Our need for steed er, speed 

The geniuses who decide important things ramped up the speed limit on Interstate 25 through our village a few days ago. They boosted it from the long-standing 55 mph or as we like to call it, "90" to 65 mph. Apparently, we weren't driving fast enough.

I wanted a piece of this new action, so at 7 a.m. Sunday I put on my tattered leather driving helmet and the circa 1890s racing goggles once worn by my great-great grandfather, Italian auto racing legend Giancarlo ("If You No-Lika Getta' Hit, Getta' the Hell Outta' da Cross-a-Walk!") Tosches, who raced for 25 years on the European circuit thanks to a sponsorship from Venicio Collegio I Ciechi (Venice School for the Blind).

With the helmet and goggles in place, I went into the garage and fired up the engine in my classic touring road coupe, the 1974 Ford Pinto.

I had spent endless hours in the garage through the previous few weeks, coaxing life back into this 1,800-pound tribute to American automaking industry. (Proud motto: "We Built the Pinto, the Ford Maverick and the AMC Gremlin, and Frankly, We're Surprised Any of You Are Still Alive.")

One hour before the new 65 mph speed limit signs started to go up, I had the Pinto talking to me like Mr. Ed. (Its actual words: "Willll-burrr, please don't make me go out on the Interstate.")

I'd picked the Woodmen Road southbound entrance to I-25 as my starting line, partly because the speed limit signs were being changed first there, but mostly because going north through our village is slightly uphill and the great steed that is the Pinto doesn't, uh, do so well uphill. In 1995, I accidentally mentioned the Pikes Peak Highway and the Pinto became so stressed its mane fell out.

The big moment came at 8 a.m. I paused at the on-ramp entrance. Suddenly, the new speed limit green flag came down, and I punched the gas pedal to the floor and the Pinto roared, accelerating madly and pinning me against the seat as it went, in just a quarter of a mile, from zero to 12 mph.

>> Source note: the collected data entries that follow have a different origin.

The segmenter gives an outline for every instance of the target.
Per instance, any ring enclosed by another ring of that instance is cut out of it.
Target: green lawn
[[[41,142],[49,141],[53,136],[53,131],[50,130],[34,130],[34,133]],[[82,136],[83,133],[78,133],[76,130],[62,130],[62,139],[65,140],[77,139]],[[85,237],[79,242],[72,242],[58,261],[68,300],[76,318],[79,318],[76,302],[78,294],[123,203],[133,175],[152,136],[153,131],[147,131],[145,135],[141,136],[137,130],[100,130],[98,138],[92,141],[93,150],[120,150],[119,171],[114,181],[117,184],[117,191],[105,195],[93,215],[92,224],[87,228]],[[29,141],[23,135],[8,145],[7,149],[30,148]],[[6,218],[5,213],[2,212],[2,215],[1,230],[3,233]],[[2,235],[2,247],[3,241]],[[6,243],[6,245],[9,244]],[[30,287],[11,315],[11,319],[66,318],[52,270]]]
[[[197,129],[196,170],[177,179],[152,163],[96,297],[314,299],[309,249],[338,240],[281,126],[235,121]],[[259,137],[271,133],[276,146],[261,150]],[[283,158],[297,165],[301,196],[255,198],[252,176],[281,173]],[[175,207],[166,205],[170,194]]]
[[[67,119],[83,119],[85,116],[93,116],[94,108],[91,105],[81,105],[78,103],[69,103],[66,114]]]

We smoked past the Rockrimmon exit, the Pinto now hurtling along at 48 mph. I knew what this baby could do and I remained calm even though the odometer stopped displaying numbers and instead spelled out the word "EJECT!"

Out of nowhere, a Cadillac Escalade surged past me in the left lane at a startling clip. The driver, a woman, was obviously taking advantage of the new 65 mph limit to see if she could bring her vehicle to a speed that would send her back in time. Although her hair and makeup suggested she already had made that trip.

(Note: If I have, with that flippant sentence about outdated hairstyles and 1960s-era makeup, in any way offended the tens of thousands of conservative Christian women in our village, I hereby apologize and say now, in all sincerity, "Hey Ward, have you seen the Beaver?")

I gripped the wheel and we blasted down I-25 in the winter chill. We'd found our cruising speed now, a speed I would put into numbers if a Hyundai Sonata hadn't shot past so quickly that it sucked the red needle right off the Pinto's speedometer. I would, however, estimate our speed to be somewhere between "a tuna boat" and "a Kenyan in a marathon."

Soon the race was over. We had passed just one car, a lime-green Valiant made by Plymouth to compete with the Pinto and Maverick during the mid-1970s, the era of the fast-growing Affordable Death Trap market.

Oh, and if you're wondering why anyone in his right mind would boost the speed limit in our village this year we're up to No. 6 in the nation among "Cities with the Most Rage-Filled, Uneducated-Looking Drivers Who Appear to Have Little Reason to Live" well, here's the answer.

The government guideline for setting speed limits on any stretch of a roadway is based on the speed at which 85 percent of vehicles travel.

Put more simply, if we drive way above the speed limit, the Mensa Club raises the speed limit.

So at noon today, the speed limit on Academy Boulevard goes to 350 mph.